SetaPDF_Extractor_ContentStreamCleaner Helper class to clean up content streams.

File: /SetaPDF v2/Extractor/ContentStreamCleaner.php

Class hierarchy

Summary

Constants

REGEX_COLORS

public const string SetaPDF_Extractor_ContentStreamCleaner::REGEX_COLORS = '/(?<=[}\\]\\x00\\x09\\x0A\\x0C\\x0D\\x20]|^)([\\d\\.\\-]+[\\x00\\x09\\x0A\\x0C\\x0D\\x20]+){1,4}(k|K|SC|sc|SCN|scn|rg|RG|g|G)(?=[\\x00\\x09\\x0A\\x0C\\x0D\\x20{\\[\\/]|$)/S'

Constant defining a regex for color operators.

REGEX_PATHOPERATORS

public const string SetaPDF_Extractor_ContentStreamCleaner::REGEX_PATHOPERATORS = '/(?<=[}\\]\\x00\\x09\\x0A\\x0C\\x0D\\x20]|^)([\\d\\.\\-]+[\\x00\\x09\\x0A\\x0C\\x0D\\x20]+){0,6}(m|l|c|v|y|re|h|S|s|f|F|f\\*|B|B\\*|b|b\\*|n|W|W\\*)(?=[\\x00\\x09\\x0A\\x0C\\x0D\\x20{\\[\\/]|$)/S'

Constant defining a regex for path operators.

TYPE_ALL

Constant defining all content types.

TYPE_INLINE_IMAGE

Constant defining a content type.

TYPE_NONE

Constant defining a content type.

TYPE_OPERATOR

Constant defining a content type.

TYPE_STRING

Constant defining a content type.


Static Methods

_strposa()

private static SetaPDF_Extractor_ContentStreamCleaner::_strposa (
string $haystack, array $needles [, int $offset = 0 ]
): bool|int

Searches for the closest needle in the string.

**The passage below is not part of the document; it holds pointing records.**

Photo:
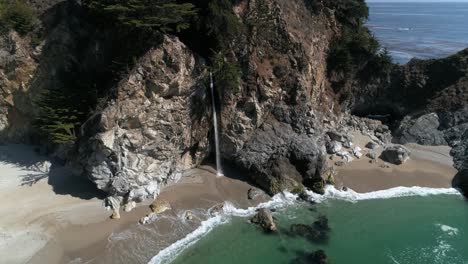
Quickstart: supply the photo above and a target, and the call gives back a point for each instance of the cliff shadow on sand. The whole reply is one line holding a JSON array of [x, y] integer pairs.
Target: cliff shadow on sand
[[36, 167]]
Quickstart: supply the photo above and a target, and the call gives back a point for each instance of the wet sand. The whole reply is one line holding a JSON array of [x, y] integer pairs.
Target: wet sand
[[428, 166], [197, 191], [56, 220]]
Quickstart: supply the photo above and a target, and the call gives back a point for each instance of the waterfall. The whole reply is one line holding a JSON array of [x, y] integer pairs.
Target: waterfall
[[219, 168]]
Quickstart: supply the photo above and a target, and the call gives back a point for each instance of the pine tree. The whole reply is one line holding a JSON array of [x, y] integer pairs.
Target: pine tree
[[163, 15]]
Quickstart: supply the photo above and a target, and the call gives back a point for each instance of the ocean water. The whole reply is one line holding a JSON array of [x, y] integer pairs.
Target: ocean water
[[421, 30], [365, 229]]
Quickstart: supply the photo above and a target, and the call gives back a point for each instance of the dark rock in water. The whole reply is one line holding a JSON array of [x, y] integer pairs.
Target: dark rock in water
[[216, 210], [396, 154], [422, 130], [340, 163], [461, 181], [333, 147], [264, 219], [317, 257], [254, 193], [335, 136], [372, 155], [317, 232], [278, 158], [318, 186]]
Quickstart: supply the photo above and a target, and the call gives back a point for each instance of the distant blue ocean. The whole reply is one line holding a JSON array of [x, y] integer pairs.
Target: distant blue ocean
[[421, 30]]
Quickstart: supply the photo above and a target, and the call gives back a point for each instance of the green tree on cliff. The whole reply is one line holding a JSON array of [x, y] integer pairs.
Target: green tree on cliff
[[163, 15], [16, 15]]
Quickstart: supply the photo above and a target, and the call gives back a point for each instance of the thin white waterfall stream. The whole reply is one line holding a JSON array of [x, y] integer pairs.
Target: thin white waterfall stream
[[219, 168]]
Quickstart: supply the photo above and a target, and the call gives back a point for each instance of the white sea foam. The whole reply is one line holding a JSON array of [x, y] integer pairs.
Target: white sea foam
[[170, 253], [352, 196], [451, 231]]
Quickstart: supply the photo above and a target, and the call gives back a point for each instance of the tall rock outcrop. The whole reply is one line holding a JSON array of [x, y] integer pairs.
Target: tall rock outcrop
[[268, 124], [155, 128]]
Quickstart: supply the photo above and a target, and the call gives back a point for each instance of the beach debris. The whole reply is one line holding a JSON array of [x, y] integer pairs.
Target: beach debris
[[301, 192], [340, 163], [335, 136], [216, 210], [384, 166], [372, 145], [253, 193], [396, 154], [188, 215], [264, 219], [319, 186], [160, 205], [346, 156], [348, 144], [357, 152], [334, 147], [372, 155], [129, 206], [41, 166], [149, 218], [317, 232], [115, 215]]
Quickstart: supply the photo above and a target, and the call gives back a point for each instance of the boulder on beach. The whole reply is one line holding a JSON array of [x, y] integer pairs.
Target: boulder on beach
[[396, 154], [148, 218], [216, 210], [264, 219], [316, 257], [160, 206], [115, 214], [372, 145], [334, 147]]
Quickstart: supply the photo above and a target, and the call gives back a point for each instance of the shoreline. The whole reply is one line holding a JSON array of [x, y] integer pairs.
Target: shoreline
[[54, 224]]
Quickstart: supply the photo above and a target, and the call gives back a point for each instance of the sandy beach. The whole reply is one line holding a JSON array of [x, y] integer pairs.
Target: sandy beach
[[58, 218], [428, 166]]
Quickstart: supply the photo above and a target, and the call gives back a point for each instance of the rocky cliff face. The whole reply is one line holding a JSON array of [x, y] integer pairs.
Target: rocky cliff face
[[155, 123], [428, 101], [156, 127], [269, 126]]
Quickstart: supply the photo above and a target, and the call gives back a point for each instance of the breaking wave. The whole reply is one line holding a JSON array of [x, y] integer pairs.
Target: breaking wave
[[281, 200]]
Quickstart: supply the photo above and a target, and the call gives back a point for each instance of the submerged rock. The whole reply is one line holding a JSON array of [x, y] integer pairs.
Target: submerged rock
[[422, 130], [317, 232], [396, 154], [148, 218], [372, 145], [160, 206], [216, 210], [264, 219], [188, 215], [42, 166], [115, 214]]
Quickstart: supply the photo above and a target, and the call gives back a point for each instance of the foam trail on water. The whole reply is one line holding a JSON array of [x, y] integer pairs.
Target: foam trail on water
[[281, 200], [219, 168], [170, 253], [352, 196]]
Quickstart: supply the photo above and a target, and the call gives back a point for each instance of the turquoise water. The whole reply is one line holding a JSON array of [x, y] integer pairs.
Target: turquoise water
[[422, 30], [409, 230]]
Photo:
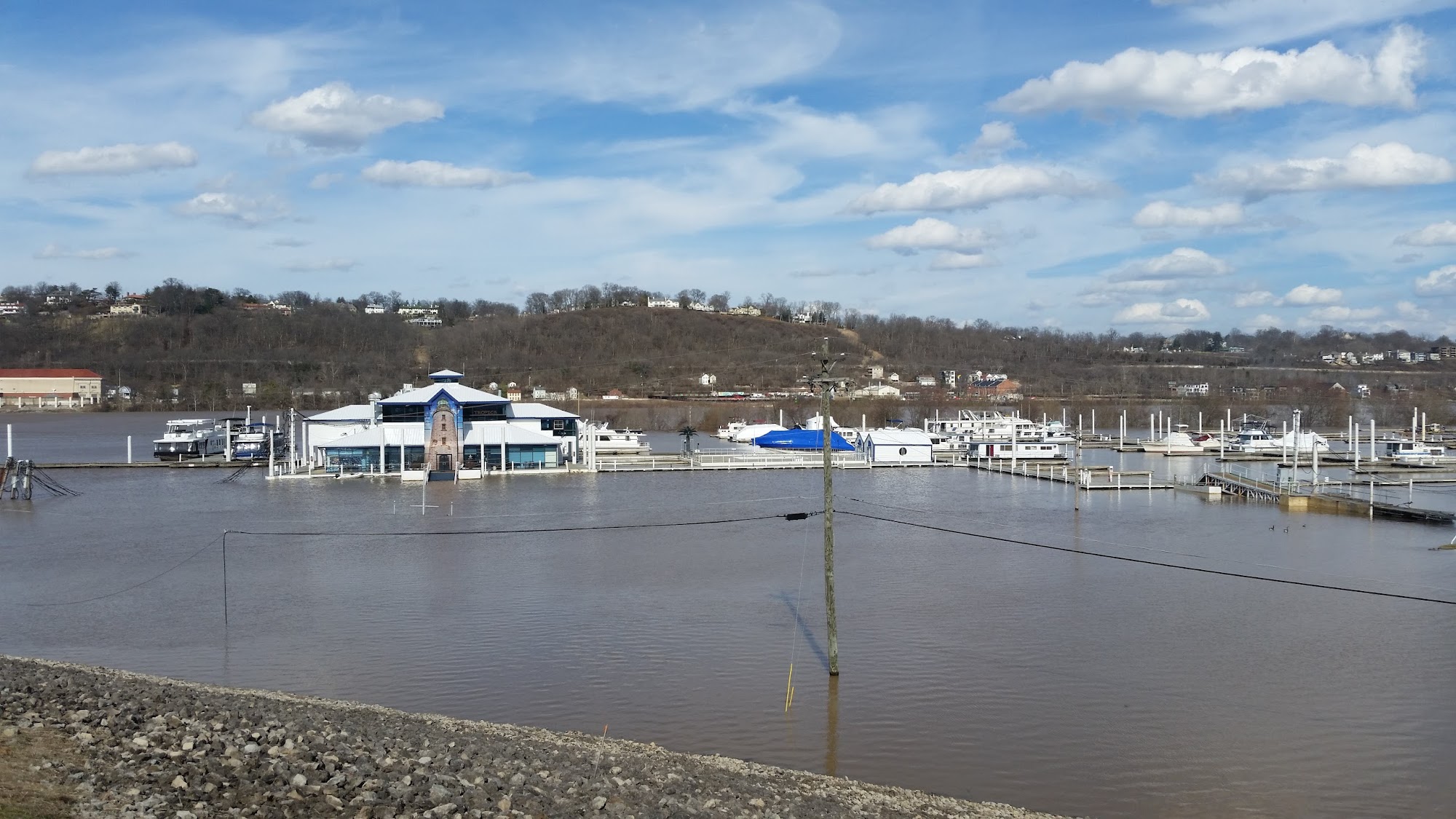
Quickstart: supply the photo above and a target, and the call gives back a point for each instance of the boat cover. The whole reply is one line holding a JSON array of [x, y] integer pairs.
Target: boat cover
[[803, 439]]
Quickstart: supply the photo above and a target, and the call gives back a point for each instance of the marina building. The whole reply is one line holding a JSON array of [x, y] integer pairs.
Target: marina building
[[442, 430], [49, 388]]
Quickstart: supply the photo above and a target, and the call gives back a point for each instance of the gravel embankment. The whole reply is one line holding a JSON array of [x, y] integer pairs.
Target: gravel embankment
[[155, 746]]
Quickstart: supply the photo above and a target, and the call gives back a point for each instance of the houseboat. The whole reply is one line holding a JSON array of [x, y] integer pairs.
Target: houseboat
[[605, 440], [257, 442], [191, 438]]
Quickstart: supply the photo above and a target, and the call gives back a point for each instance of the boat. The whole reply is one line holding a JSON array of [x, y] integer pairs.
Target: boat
[[1404, 452], [751, 432], [1257, 440], [257, 442], [1016, 451], [191, 438], [727, 432], [1177, 442], [605, 440], [803, 439]]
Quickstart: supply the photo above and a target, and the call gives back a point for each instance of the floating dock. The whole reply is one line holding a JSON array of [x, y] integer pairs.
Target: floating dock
[[1064, 472]]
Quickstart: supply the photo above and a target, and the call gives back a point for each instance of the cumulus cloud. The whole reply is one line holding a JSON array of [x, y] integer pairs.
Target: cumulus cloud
[[336, 117], [953, 260], [997, 138], [97, 254], [427, 174], [114, 159], [315, 266], [1429, 237], [1177, 312], [234, 207], [1307, 295], [1168, 215], [1182, 263], [1254, 299], [1441, 282], [1342, 314], [1365, 167], [930, 235], [979, 187], [1250, 79]]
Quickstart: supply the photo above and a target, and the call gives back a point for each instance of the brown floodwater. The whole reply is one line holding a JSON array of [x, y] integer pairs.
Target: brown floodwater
[[1058, 681]]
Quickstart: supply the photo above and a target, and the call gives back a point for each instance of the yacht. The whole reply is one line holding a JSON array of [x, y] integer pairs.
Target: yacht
[[605, 440], [191, 438], [727, 432], [257, 442], [1177, 442]]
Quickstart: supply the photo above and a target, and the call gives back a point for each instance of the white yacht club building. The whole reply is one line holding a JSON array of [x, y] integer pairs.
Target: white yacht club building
[[442, 430]]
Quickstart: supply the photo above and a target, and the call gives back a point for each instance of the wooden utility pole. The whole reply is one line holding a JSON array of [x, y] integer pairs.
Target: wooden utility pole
[[826, 385]]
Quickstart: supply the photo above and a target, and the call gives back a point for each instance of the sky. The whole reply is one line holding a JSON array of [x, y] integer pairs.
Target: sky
[[1142, 165]]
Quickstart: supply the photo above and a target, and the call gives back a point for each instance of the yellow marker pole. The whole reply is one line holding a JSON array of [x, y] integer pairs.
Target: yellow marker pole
[[788, 692]]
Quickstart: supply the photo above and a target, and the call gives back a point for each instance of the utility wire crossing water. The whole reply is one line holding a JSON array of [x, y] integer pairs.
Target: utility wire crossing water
[[988, 669]]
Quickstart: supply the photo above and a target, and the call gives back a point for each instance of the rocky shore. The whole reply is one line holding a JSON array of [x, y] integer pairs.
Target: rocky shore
[[123, 743]]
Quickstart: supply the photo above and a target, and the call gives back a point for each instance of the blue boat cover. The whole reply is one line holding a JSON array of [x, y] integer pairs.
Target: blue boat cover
[[803, 439]]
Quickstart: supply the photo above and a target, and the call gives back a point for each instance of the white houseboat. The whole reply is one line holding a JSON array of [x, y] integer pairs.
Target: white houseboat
[[191, 438], [443, 430]]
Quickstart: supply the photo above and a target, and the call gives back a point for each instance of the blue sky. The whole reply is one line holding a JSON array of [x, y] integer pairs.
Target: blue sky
[[1145, 165]]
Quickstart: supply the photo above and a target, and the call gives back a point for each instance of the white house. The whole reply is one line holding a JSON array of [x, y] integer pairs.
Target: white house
[[443, 430], [898, 446]]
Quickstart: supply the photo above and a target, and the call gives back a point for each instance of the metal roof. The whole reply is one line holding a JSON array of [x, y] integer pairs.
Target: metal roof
[[458, 391]]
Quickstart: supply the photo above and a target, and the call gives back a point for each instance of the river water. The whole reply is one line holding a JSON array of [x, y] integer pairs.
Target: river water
[[973, 668]]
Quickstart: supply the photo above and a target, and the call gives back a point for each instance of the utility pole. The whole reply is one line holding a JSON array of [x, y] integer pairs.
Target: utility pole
[[826, 385]]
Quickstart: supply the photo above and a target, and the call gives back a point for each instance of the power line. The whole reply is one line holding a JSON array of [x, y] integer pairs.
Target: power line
[[787, 516], [1078, 551]]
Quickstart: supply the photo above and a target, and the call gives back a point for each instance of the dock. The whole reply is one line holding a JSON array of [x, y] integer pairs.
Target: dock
[[1064, 472], [1369, 499]]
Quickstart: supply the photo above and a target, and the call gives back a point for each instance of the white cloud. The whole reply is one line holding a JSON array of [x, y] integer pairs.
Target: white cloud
[[1413, 311], [1182, 263], [1432, 235], [438, 175], [1441, 282], [997, 138], [1250, 79], [930, 235], [1168, 215], [1381, 167], [1176, 312], [334, 116], [114, 159], [953, 260], [234, 207], [1340, 314], [979, 187], [97, 254], [314, 266], [1307, 295]]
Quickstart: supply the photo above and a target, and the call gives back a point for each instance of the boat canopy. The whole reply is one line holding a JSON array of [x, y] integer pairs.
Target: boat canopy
[[803, 439]]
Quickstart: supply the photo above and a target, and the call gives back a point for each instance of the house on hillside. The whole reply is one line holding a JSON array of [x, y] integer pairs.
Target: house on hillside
[[995, 388]]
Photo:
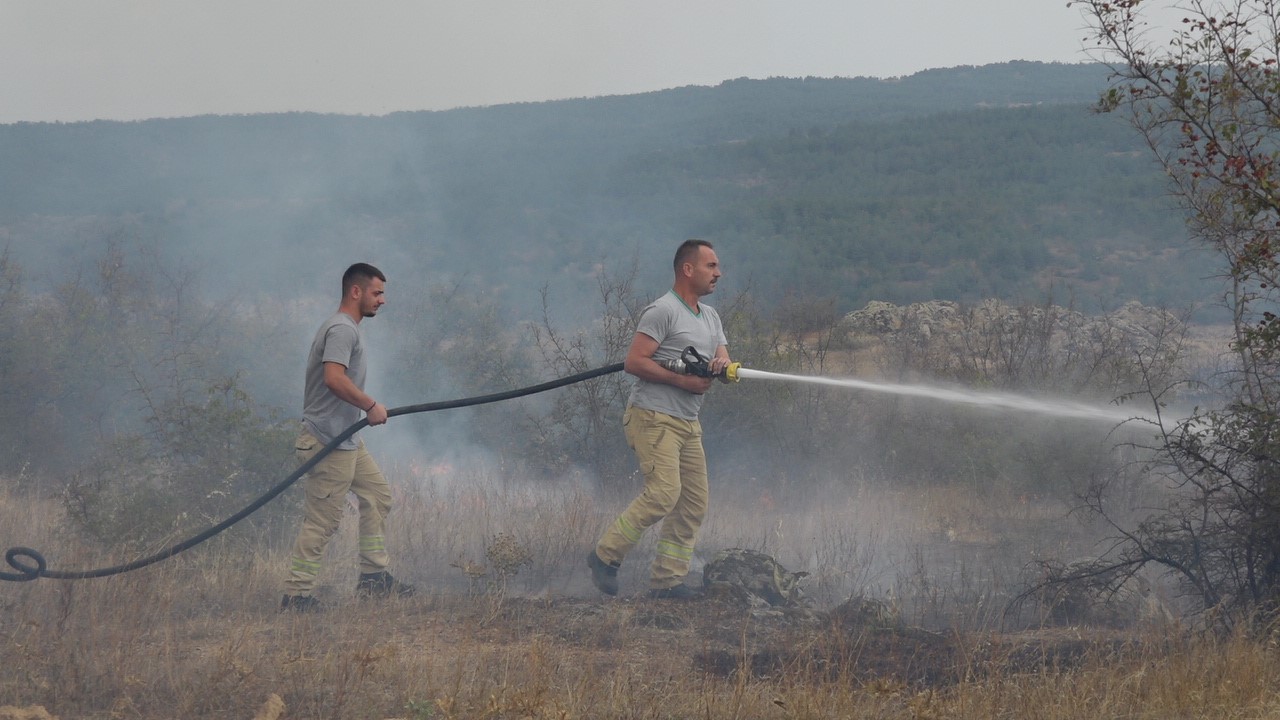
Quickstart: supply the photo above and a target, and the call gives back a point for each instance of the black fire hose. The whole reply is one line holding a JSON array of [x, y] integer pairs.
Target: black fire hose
[[41, 569]]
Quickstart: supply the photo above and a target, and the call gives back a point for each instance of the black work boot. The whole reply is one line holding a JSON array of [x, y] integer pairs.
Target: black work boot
[[604, 575], [298, 604], [677, 592], [382, 584]]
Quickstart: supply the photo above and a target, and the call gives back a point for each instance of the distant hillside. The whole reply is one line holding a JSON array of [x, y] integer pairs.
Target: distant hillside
[[951, 185]]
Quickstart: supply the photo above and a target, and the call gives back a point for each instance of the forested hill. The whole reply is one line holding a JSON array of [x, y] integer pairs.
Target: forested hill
[[954, 183]]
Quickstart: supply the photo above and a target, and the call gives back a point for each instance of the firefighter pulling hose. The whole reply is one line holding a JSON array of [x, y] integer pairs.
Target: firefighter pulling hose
[[30, 564]]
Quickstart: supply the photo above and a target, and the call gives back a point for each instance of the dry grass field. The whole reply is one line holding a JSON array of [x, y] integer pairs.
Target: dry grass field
[[200, 636]]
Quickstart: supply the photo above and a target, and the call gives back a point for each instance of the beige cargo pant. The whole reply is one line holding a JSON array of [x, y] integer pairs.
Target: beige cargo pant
[[671, 458], [327, 486]]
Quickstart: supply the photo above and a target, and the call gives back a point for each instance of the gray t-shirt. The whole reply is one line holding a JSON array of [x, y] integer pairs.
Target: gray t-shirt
[[323, 411], [675, 326]]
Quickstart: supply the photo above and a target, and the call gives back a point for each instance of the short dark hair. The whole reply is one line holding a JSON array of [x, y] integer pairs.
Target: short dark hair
[[688, 250], [360, 273]]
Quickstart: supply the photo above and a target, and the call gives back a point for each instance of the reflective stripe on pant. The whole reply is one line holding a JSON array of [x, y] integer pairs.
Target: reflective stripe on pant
[[327, 486], [671, 458]]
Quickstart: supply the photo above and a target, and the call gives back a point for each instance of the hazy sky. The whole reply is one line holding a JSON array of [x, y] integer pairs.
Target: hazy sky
[[131, 59]]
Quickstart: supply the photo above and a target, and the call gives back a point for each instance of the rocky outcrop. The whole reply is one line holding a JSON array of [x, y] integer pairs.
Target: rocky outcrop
[[752, 578]]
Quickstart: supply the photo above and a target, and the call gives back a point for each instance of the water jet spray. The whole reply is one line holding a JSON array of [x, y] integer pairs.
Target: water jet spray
[[693, 363]]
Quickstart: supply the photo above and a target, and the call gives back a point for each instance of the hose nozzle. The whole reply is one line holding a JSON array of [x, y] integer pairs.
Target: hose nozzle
[[693, 363], [731, 372]]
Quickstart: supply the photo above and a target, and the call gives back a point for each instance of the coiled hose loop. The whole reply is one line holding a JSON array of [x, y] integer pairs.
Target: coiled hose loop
[[40, 568]]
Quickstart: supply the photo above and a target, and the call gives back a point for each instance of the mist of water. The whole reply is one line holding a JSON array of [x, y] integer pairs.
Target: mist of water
[[996, 400]]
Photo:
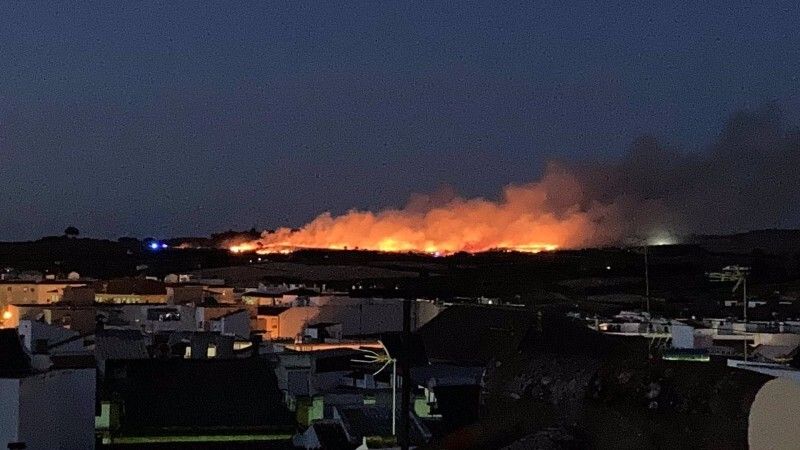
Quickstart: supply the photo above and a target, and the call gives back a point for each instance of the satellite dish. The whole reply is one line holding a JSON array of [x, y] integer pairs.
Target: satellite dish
[[171, 278]]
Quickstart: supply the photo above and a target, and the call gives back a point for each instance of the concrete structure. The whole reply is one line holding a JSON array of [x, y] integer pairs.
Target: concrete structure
[[50, 409], [774, 416], [234, 323], [44, 291], [357, 316]]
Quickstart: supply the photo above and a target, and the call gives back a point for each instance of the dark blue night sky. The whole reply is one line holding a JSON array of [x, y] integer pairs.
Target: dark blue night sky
[[181, 118]]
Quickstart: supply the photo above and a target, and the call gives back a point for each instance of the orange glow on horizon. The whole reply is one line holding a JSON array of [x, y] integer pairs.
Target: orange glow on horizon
[[551, 214]]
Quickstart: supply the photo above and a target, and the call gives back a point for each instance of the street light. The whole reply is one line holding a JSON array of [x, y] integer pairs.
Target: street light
[[373, 357], [739, 275]]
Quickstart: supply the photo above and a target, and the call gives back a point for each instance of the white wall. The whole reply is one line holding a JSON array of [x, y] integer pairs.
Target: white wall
[[32, 330], [56, 410], [236, 324], [9, 405], [357, 315]]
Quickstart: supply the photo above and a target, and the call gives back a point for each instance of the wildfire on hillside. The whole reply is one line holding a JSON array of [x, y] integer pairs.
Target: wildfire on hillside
[[535, 217]]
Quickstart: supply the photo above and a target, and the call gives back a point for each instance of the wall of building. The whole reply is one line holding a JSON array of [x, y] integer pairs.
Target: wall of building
[[57, 409], [237, 324], [131, 298], [44, 292], [357, 315], [30, 331], [9, 405]]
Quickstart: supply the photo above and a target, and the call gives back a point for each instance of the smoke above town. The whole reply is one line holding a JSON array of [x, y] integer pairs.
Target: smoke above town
[[745, 180]]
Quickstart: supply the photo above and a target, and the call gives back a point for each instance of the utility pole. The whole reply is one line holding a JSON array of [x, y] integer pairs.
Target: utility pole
[[739, 275], [646, 279], [405, 402]]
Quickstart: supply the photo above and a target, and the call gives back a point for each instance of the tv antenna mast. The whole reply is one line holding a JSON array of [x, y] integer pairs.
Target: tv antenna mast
[[739, 275]]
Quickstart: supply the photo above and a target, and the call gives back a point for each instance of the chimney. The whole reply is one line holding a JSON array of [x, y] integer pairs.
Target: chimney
[[256, 340]]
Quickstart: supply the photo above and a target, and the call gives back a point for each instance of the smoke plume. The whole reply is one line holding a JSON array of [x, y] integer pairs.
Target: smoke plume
[[745, 180]]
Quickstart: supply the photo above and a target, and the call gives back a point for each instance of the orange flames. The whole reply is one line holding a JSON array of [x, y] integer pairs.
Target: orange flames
[[533, 217]]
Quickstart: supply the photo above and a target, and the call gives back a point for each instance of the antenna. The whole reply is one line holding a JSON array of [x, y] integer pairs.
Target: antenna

If there is no needle in the string, it will return false.

Parameters
$haystack : string
 
$needles : array
 
$offset : int
 

clean()

public static SetaPDF_Extractor_ContentStreamCleaner::clean (
string|array $data, array $regexes [, int $target = SetaPDF_Extractor_ContentStreamCleaner::TYPE_OPERATOR ]
): string

Cleans a content stream string by using regexes on the chosen targets.

The regexes will NOT affect literal string objects.

Parameters
$data : string|array
 
$regexes : array
 
$target : int
 

splitStream()

Splits a content stream string into literal strings, inline images and operators (all left).

The pieces offer information about their type.

Parameters
$string : string
 
$ignore : int